Promoteur des négociations de paix

C'est là toute l'ambivalence du personnage : défenseur de la lutte armée pour l'indépendance, et promoteur des négociations de paix. Son parcours épouse les évolutions de la doctrine indépendantiste. Josu Urrutikoetxea a été ainsi «très impliqué dans les négociations de paix dans les années 2000 jusqu'à 2011, en rencontrant notamment des membres du gouvernement espagnol, relate Jean-Pierre Massias, professeur de droit à l'Université de Bayonne, spécialiste des processus de pacification et de transition démocratique. Avec sa vraie fausse clandestinité, il témoigne de la position ambiguë des négociateurs des groupes armés.

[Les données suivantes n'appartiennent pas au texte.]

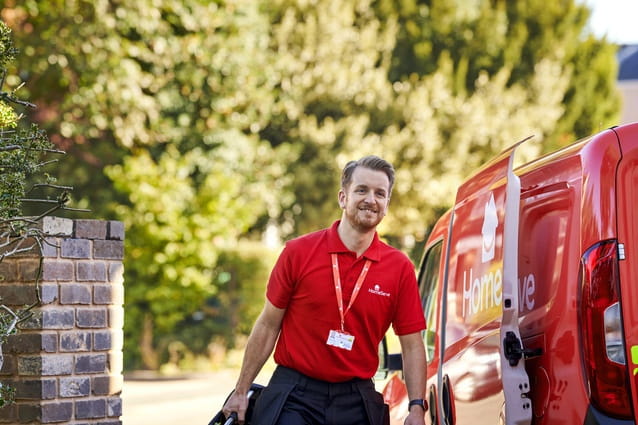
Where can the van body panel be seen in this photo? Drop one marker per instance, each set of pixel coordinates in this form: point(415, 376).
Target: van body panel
point(627, 220)
point(570, 200)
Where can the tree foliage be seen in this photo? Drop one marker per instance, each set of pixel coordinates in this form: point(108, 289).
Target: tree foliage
point(200, 123)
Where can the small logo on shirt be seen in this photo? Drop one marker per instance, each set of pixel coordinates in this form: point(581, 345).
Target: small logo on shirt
point(377, 291)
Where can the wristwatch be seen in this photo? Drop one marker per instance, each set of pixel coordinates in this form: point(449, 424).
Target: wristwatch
point(418, 402)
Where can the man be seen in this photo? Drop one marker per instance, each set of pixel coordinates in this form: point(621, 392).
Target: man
point(331, 297)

Sans lui, ETA n'aurait vraisemblablement pas désarmé.» L'homme enregistre ainsi en mai 2018 la déclaration finale dans laquelle l'organisation jugée terroriste par la France et l'Espagne, annonce sa dissolution définitive.

Son extradition en Espagne signifierait un nouveau procès, attendu comme «inéquitable» et «politique» selon son avocat. Son éventuelle remise aux autorités espagnoles ne devrait cependant pas intervenir avant des mois, voire des années : il doit être rejugé deux fois en France dans des dossiers de terrorisme pour son rôle présumé au sein de l'organisation séparatiste basque entre 2002 et 2005 puis entre 2010 et 2013. Le premier procès se tiendra en février devant la cour d'appel de Paris, le second en juin devant le tribunal correctionnel de Paris.